En todo caso, en cualquiera de los dos esquemas falta un liderazgo empresarial comprometido con la producción y la inversión en serio. Que no exista en nuestro país un conjunto de fuertes empresas nacionales vinculadas a la explotación y transformación del litio habla de lo poco emprendedor que es el gran empresariado local. El mismo actor que guarda 400.000 millones de dólares fuera de las fronteras del país no es capaz de encabezar un gran negocio con futuro asegurado.
Y también falta, en ambos esquemas, la claridad sobre la importancia de un nuevo diseño institucional que empodere al Estado y lo ponga en condiciones de reasumir un liderazgo efectivo en el desarrollo nacional. Para distribuir riqueza, o para conseguir frutos serios en materia de desarrollo productivo, o el Estado encabeza el esfuerzo nacional dotándolo de una mirada estratégica, o el país se transforma en un piñata de negocios privados que no va en ninguna dirección.
Vivimos en el presente
Lo cierto es que los roces y espadeos internos, que muchos interpretan como cuestiones de personalidad y de vedetismo, no terminan de dar cuenta de los dilemas estructurales que afronta el Frente de Todos.
Evaluados con inteligencia, los señalamientos realizados por Cristina en el Chaco apuntan claramente hacia ganar gobernabilidad y lograr un mejor desempeño oficial: tener
- una Secretaría de Comercio sólida, eficiente, bien respaldada, para poner bajo control el desmadre de precios;
- un Banco Central alerta ante las diversas maniobras semi-delictivas para arrebatarle los dólares de las reservas, acciones corporativas que ponen al gobierno en una situación de precariedad;
- un Poder Judicial reformateado para que no se dedique sistemáticamente a boicotear los intentos regulatorios del Estado, como por ejemplo en las tarifas de los servicios de internet.
No son alusiones destructivas ni ataques personales, sino señalamientos a una gestión que no se puede vanagloriar de que en esas áreas se anoten grandes logros.
Cuando De la Rúa asumió la presidencia, rápidamente los factores de poder comenzaron a tentarlo para que dejara de lado a sus socios de centro izquierda para “gobernar con libertad”, sin los estorbos de los criticones internos. De la Rúa avanzó en esa dirección, dejando de lado no sólo al Frepaso, sino a la propia UCR.

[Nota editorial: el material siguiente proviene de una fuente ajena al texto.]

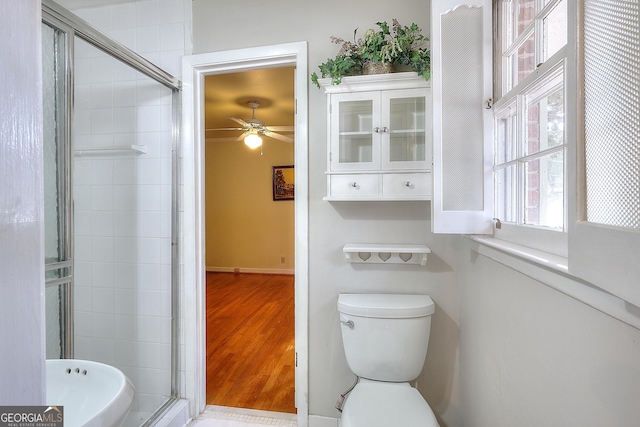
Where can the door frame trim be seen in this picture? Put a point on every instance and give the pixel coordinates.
(193, 306)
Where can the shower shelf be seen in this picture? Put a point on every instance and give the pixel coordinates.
(381, 253)
(134, 149)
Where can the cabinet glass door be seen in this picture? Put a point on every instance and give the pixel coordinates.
(354, 141)
(406, 145)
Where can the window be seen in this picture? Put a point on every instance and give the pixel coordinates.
(529, 132)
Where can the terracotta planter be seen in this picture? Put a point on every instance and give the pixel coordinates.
(377, 68)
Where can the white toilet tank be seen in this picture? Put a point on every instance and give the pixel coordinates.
(385, 336)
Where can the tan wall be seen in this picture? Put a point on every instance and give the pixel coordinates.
(221, 25)
(245, 228)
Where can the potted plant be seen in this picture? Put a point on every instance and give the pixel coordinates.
(378, 51)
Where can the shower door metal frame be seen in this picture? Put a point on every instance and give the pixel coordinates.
(65, 203)
(58, 17)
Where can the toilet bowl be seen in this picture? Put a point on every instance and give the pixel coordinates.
(385, 338)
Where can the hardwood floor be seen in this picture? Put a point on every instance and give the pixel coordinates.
(250, 341)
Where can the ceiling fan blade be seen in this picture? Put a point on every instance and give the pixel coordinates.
(281, 128)
(223, 139)
(241, 122)
(278, 136)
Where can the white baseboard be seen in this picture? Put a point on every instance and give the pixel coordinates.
(249, 270)
(318, 421)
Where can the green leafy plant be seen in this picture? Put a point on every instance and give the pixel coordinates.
(399, 45)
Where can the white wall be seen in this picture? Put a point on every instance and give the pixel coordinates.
(22, 351)
(532, 356)
(219, 26)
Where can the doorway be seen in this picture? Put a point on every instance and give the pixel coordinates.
(250, 239)
(195, 68)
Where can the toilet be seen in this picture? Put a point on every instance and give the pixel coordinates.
(385, 338)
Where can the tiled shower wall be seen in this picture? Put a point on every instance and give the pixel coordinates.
(123, 199)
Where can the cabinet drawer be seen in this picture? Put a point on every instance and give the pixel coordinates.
(406, 185)
(355, 186)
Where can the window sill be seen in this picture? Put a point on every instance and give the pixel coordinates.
(552, 270)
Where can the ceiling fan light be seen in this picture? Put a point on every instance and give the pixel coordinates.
(253, 140)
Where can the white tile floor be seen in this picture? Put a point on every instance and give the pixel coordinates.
(219, 416)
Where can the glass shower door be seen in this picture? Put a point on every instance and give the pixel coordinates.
(58, 262)
(110, 124)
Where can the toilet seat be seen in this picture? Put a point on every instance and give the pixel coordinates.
(380, 404)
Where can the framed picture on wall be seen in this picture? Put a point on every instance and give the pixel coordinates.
(283, 185)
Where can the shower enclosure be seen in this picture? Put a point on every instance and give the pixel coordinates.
(111, 134)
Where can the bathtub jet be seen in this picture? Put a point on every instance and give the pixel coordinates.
(93, 394)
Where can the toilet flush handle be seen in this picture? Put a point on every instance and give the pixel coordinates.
(348, 323)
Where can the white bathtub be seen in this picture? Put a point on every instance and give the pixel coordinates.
(92, 393)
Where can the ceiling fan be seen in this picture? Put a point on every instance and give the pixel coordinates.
(252, 129)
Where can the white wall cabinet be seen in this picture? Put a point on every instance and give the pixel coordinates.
(379, 130)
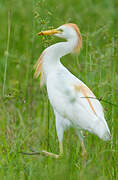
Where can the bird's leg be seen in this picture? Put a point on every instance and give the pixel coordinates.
(52, 154)
(79, 133)
(83, 150)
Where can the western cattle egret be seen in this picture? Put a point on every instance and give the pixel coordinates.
(69, 97)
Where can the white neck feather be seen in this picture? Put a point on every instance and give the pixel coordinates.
(53, 54)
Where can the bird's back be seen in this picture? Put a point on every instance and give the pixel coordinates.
(72, 99)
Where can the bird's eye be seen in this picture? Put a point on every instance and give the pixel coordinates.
(61, 30)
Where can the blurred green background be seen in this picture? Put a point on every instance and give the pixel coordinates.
(26, 117)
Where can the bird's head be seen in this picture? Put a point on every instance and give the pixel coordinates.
(68, 31)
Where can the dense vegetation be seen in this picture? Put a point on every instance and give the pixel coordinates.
(26, 117)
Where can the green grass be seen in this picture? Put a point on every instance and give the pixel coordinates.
(26, 117)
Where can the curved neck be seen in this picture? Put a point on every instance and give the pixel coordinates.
(54, 52)
(62, 48)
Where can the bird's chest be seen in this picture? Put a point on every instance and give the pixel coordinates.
(58, 92)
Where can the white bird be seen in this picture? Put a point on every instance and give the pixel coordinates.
(73, 102)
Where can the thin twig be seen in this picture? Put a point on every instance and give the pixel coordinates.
(100, 99)
(32, 153)
(6, 53)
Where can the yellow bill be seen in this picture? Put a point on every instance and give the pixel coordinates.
(49, 32)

Los cantos de sirena del establishment parecen tener su capacidad de convicción, y el ex Presidente radical terminó pensando que con el respaldo del FMI, de los banqueros y de AEA las cosas no podían salir mal. De la Rúa creyó eso. El malestar gubernamental de la cúpula delaruísta, que no acertaba en controlar la coyuntura económica —que cabalgaba sobre el esquema inviable de la convertibilidad—, se enfocó en Chacho Álvarez y sus arrebatos centro-izquierdistas, y no en las características del Titanic que le convidaban a conducir hacia su destino conocido.

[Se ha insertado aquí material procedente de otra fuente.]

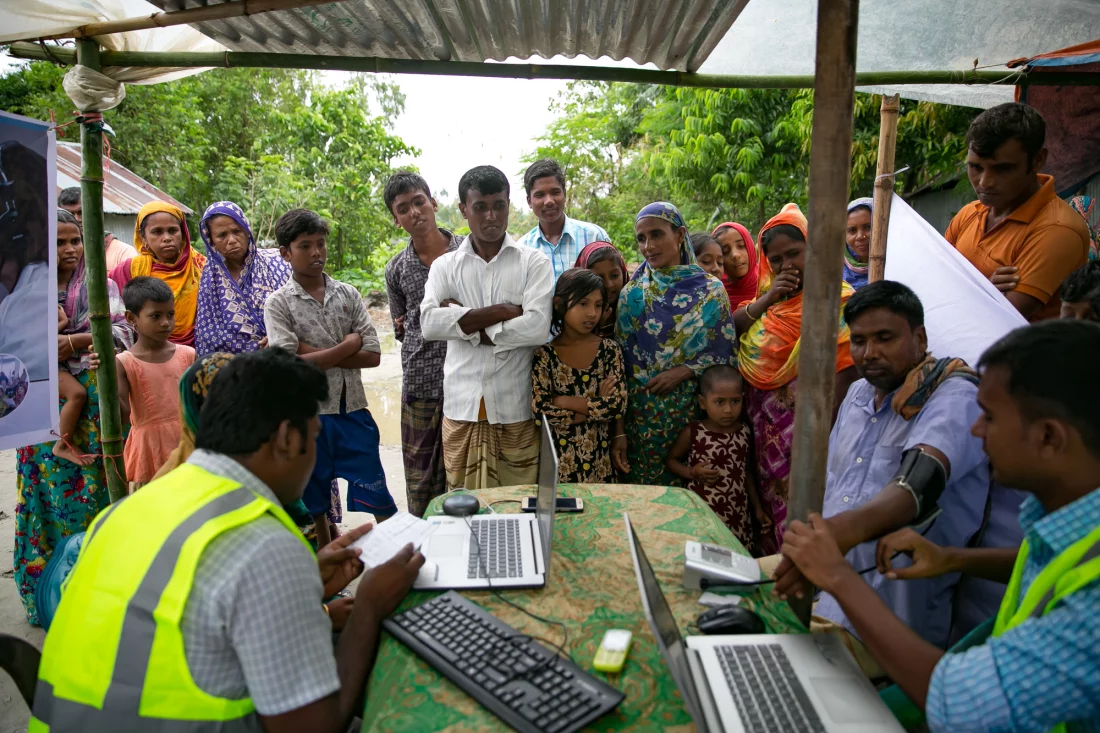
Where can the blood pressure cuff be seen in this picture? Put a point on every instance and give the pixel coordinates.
(924, 478)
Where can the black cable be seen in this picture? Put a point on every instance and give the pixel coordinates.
(561, 648)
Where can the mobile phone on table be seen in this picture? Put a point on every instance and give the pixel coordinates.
(564, 504)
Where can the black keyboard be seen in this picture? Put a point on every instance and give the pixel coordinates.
(768, 693)
(498, 540)
(523, 682)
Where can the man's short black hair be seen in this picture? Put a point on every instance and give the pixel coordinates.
(255, 393)
(718, 374)
(485, 179)
(1082, 285)
(542, 168)
(893, 296)
(144, 290)
(404, 182)
(1010, 121)
(1052, 373)
(69, 196)
(296, 222)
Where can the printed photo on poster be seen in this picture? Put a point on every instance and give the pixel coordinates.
(28, 282)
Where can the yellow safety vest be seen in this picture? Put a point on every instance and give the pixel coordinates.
(113, 658)
(1075, 568)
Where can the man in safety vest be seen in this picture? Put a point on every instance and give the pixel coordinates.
(1041, 668)
(196, 603)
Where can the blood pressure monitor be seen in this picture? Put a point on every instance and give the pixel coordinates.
(716, 564)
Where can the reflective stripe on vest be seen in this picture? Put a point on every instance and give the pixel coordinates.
(58, 696)
(1070, 570)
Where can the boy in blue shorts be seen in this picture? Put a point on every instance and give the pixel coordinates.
(326, 323)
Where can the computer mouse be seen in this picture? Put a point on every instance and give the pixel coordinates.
(461, 505)
(729, 620)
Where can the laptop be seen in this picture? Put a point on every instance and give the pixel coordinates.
(495, 550)
(761, 682)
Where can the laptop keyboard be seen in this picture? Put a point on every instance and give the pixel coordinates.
(769, 696)
(497, 551)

El actual canto de sirena es el increíble monto de exportaciones que supuestamente tendremos en unos años, si el Estado no se mete hoy con las ganancias de los sectores exportadores.
El pequeño problema es que un boom exportador en 2026 no le da de comer a la población en 2022. Acotamos: quizás tampoco le dé de comer en 2026, si gobierna la derecha.
Otro pequeño problema es que la “macreconomía tranquilizada” no es capaz de sembrar la calma entre los habitantes con ingresos por debajo de la línea de flotación.
Los escenarios futuros que pueden entusiasmar a los economistas o tecnócratas no deberían tapar los escenarios presentes de fuertes carencias, con los que tienen la obligación de conectarse los políticos responsables del Estado nacional.
Vale la pena recordar esto, cuando algunos funcionarios del gobierno proponen que “el que no está de acuerdo que se vaya”, o que tienden a culpar a la actual Vicepresidenta de las dificultades económicas.
Si alguien se siente más irritado con las prudentes advertencias de Cristina que con cierta oligarquía reaccionaria que habita la Argentina y veta las políticas públicas populares, evidentemente perdió la capacidad de auto-análisis, o se equivocó de proyecto político.